L’isola vi sta cercando, appunto: lo sciatu del titolo del film di Leandro Picarella vaga tra le piazze di Linosa che nelle ore calde sono deserte e poi la sera si riempiono per le feste di paese, scende sottacqua nel mondo capovolto e poi riemerge, sembra essere alla costante ricerca di un angolo dove posarsi, di un corpo in cui incarnarsi. Tutto il film di Picarella, forse tutta la sua opera compresi i precedenti Divinazioni e Segnali di vita, sembra guardare a quello che scorgiamo con la coda dell’occhio, quello che resta ai margini della visione, non registrato dal centro dell’immagine: quegli stessi angoli dove si annidano le scoperte di Sciatunostro e che finiscono irrimediabilmente rovinati, erosi come le rocce, nelle riprese in VHS o MiniDv che costituiscono l’altra dimensione spaziotemporale di questa storia. L’archivio del videoamatore Pino Sorrentino è un ulteriore livello dello scavo, un ulteriore strato sopra (o meglio, sotto) le cose: ma con una videocamera è facile annullare le distanze, appiattire la lontananza con uno zoom digitale – quando invece sei al cospetto di una partenza, di un mare da attraversare (è Ettore, che sta per abbandonare l’isola per trasferirsi a “studiare sulla terraferma” per volere dei genitori, ombre mai inquadrate per intero), puoi solo testare la gittata dell’eco, provare a sentire fino a dove arriva il rimbombo della tua voce.

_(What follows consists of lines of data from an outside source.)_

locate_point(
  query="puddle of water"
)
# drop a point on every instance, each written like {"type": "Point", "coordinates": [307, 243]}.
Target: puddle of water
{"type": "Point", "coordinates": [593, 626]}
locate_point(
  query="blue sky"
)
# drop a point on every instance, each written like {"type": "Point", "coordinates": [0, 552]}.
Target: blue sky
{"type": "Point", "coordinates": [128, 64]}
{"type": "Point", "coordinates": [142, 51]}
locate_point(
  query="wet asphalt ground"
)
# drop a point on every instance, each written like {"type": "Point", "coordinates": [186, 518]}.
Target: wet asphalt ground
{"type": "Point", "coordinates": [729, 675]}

Ecco, Picarella costruisce precisamente un groviglio di riecheggiamenti che si mescolano sfacciatamente tra le epoche attraversate dalle immagini e esondano anche nella colonna sonora, dove Fiorella Mannoia risponde a Francesco Bianconi e Baby K, Perdere l’amore a L’amour toujours. Nelle immagini dell’archivio dell’anziano videomaker transitano facce, eventi di questa “estate che non finisce mai”, ma il tempo scorre anche per le famiglie di Ettore e Giovannino, le sorelline di quest’ultimo sembrano crescere a vista d’occhio, come le ruote delle bici che si fanno sempre più alte da inforcare.

Pare quasi di essere finiti in una buca nel tempo, l’unica via di fuga è forse iniziare a riprendere, come fa Giovannino nel finale raccogliendo il testimone dal vecchio Pino (il quale più volte, nelle immagini di repertorio, sembrava averlo offerto al figlio Michele, oggi lontano anche lui come Ettore), l’unica maniera per illudersi di fissare un punto sulla linea temporale, di poterlo fermare – e se questa storia iniziasse nel momento in cui i due ragazzi scoprono la postazione di montaggio a casa di Pino? “Così puoi andare avanti e indietro nel tempo”, spiega l’uomo a Giovannino: ecco, nella differenza tra la delicatezza con cui Pino riattraversa con il mouse la barra del montaggio, accarezzando quasi quelle registrazioni del suo passato, e la maniera erratica, violenta, rapsodica, con cui il ragazzino salta da un punto all’altro della timeline, immobilizzando istanti, estraendo attimi dal movimento continuo, costruendo una sua narrazione interna di frame in frame, c’è di mezzo il mare di una memoria riconciliata e di una che invece ancora non si rassegna alla sedimentazione inevitabile.